В склепе отвратительно пахнет. Запах тлена пропитал каждый камень, каждую решетку и каменную вазу. И немудрено! Тут хранятся поколения людей Клана Конто. Не все, конечно, некоторые сгинули в степи, или были сожраны «пираньями» в море или в реке, но большинство все-таки лежат здесь. А раз лежат — значит, испускают всевозможные запахи. А я с полной ответственностью могу заявить, что мертвые люди пахнут очень неприятно. Особенно, если полежат на солнцепеке. Брр…даже вспоминать не хочется.
Кстати, я бы никогда не решился на эту акцию, если бы не знал, что здесь не проводят никакого вскрытия, и не бальзамируют трупы. Надеюсь, эти двое сейчас спят и не слышат, не чувствуют того, что с ними делают. Было бы очень неприятно узнать, что они осознают все, что происходит вокруг — как те, кто на Земле лежит в летаргическом сне. В старом трактате сказано, что они просто засыпают и видят сны. Очень надеюсь, что трактат нас не обманывает. Иначе…все очень плохо.
Да, в склепе сухо, тут проветривается ветерком, но все равно воняет трупами. И лежать рядом с покойниками понимая, где ты находишься — я и врагу этого не пожелаю. А уж тем более родной сестренке. Да, на папашу я зол. О нем не думаю.
Пустых постаментов в этом помещении еще несколько десятков. Кстати — подозреваю, что этот гигантский склеп является ровесником замка, что раньше тут лежали мумии Предтеч. Куда они делись? Понятно — куда. Выкинули. И забыли. Человек существо такое — ему бы только разрушить…до основанья. А уж затем…чего-то там построить. Или забросать своими гробами.
Гробы на постаменты — потом сделают надписи, кто есть ху. Священник читает молитву — похожую на земную. Все по очереди желают царствия небесного и осеняют себя кругом, долженствующим означать, что мы поклоняемся солнечному диску-Создателю, а не проклятой злобной Тьме. Система религии здесь сложная, я в ней особо и не разобрался. Альгису было неинтересно, а я никогда не отличался любовью к теологии. В этом мы с парнем точно родственные души.
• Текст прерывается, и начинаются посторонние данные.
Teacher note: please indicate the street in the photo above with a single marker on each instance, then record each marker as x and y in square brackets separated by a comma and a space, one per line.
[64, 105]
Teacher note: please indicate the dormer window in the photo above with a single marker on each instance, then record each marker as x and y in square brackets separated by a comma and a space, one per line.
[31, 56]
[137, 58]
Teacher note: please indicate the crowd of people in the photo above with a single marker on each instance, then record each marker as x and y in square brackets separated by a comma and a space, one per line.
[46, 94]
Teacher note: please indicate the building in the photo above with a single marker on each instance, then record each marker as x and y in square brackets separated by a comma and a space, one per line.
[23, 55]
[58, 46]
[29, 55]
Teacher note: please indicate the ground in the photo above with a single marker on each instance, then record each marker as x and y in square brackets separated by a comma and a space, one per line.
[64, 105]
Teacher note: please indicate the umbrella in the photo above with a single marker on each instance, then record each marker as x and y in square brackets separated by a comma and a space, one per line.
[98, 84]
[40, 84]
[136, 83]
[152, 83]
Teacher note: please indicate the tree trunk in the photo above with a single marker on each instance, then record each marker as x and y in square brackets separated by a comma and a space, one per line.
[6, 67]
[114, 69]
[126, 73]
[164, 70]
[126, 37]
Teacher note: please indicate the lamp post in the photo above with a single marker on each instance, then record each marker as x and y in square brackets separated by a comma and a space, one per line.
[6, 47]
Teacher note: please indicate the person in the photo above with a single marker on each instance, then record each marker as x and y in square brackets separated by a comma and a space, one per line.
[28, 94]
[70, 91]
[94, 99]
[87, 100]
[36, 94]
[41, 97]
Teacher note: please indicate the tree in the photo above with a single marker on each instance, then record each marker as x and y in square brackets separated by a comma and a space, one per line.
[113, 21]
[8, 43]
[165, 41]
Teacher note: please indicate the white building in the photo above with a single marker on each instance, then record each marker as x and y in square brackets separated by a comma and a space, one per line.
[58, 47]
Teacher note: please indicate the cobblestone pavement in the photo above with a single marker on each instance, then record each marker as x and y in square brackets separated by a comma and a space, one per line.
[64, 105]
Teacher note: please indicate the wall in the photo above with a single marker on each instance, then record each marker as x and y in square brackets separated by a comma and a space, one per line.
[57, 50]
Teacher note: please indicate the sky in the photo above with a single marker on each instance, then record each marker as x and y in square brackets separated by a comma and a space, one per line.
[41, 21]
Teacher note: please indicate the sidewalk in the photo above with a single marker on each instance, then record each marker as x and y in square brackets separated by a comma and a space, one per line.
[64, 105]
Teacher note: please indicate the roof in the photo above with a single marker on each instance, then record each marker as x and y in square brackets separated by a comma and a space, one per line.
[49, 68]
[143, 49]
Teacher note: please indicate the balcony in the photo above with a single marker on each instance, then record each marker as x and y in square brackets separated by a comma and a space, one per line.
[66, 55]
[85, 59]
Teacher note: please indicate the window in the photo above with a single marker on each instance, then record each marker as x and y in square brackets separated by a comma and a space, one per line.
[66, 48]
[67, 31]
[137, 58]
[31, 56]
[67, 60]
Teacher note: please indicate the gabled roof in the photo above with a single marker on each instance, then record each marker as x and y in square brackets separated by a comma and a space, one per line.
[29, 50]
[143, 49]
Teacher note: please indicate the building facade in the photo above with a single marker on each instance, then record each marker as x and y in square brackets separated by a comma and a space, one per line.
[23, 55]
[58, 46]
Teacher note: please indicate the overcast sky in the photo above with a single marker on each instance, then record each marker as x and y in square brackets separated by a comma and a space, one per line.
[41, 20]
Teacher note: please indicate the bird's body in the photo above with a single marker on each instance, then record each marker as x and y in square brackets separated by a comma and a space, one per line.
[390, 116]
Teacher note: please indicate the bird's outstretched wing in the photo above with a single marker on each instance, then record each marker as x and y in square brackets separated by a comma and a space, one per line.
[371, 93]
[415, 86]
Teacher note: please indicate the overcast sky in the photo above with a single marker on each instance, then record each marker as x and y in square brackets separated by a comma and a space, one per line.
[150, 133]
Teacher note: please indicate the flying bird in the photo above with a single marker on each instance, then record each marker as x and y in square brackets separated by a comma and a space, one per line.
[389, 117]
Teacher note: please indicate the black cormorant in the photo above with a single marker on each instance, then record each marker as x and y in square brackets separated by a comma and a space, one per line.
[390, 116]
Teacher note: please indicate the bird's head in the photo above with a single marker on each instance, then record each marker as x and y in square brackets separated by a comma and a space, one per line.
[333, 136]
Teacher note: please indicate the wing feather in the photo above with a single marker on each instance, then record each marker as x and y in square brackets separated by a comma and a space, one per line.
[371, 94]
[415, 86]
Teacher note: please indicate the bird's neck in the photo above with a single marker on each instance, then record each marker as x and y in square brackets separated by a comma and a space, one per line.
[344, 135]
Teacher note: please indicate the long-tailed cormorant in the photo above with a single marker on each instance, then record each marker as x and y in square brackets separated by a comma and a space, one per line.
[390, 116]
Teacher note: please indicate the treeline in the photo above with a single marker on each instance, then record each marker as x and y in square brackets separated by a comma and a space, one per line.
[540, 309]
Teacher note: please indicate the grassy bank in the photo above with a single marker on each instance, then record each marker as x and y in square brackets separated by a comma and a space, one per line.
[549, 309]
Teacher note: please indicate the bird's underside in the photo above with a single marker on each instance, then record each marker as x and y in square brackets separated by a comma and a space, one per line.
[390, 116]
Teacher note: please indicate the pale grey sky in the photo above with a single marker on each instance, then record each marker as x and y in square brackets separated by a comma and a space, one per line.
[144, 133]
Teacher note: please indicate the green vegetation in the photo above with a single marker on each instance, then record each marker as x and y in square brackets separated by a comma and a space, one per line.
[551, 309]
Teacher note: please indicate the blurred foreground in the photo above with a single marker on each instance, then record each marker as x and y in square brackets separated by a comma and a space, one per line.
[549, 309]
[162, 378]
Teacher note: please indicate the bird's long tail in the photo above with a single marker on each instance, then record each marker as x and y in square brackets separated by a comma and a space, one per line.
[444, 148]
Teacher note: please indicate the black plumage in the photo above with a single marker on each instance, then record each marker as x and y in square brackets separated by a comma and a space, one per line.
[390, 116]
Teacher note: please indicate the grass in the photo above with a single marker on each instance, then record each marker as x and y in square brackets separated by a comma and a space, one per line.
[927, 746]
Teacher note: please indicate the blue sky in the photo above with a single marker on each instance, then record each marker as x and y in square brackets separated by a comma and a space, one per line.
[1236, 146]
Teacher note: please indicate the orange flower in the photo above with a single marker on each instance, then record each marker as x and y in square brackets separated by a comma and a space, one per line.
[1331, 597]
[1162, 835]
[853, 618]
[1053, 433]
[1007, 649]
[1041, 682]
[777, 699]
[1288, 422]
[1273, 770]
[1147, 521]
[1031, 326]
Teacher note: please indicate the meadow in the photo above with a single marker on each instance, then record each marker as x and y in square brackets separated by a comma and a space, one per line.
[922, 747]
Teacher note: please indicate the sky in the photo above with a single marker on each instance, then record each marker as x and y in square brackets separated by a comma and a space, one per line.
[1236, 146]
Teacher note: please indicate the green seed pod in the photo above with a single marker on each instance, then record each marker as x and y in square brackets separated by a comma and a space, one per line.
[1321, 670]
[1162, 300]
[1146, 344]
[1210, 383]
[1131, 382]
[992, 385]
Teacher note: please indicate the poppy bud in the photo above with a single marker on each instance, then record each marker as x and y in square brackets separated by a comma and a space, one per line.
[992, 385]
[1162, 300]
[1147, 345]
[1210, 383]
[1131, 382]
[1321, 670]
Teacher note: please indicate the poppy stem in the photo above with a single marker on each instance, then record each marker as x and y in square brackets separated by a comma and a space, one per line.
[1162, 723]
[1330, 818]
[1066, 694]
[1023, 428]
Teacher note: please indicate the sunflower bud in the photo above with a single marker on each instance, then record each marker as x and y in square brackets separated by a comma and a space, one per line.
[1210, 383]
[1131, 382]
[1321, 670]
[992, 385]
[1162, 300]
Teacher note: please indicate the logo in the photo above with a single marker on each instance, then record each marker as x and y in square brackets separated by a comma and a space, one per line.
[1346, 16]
После того, как сказали свои слова — пошли на похоронную трапезу. Опять же — почему ее надо было делать ночью — я не знаю. Столы, факела, все жрут, пьют, и плевать им по большому счету на покойников. Пожрать бы послаще, да выпить побольше — и на боковую, и лучше не одному. Впрочем — в этом местный люд ничем не отличается от земного. Люди — они везде люди.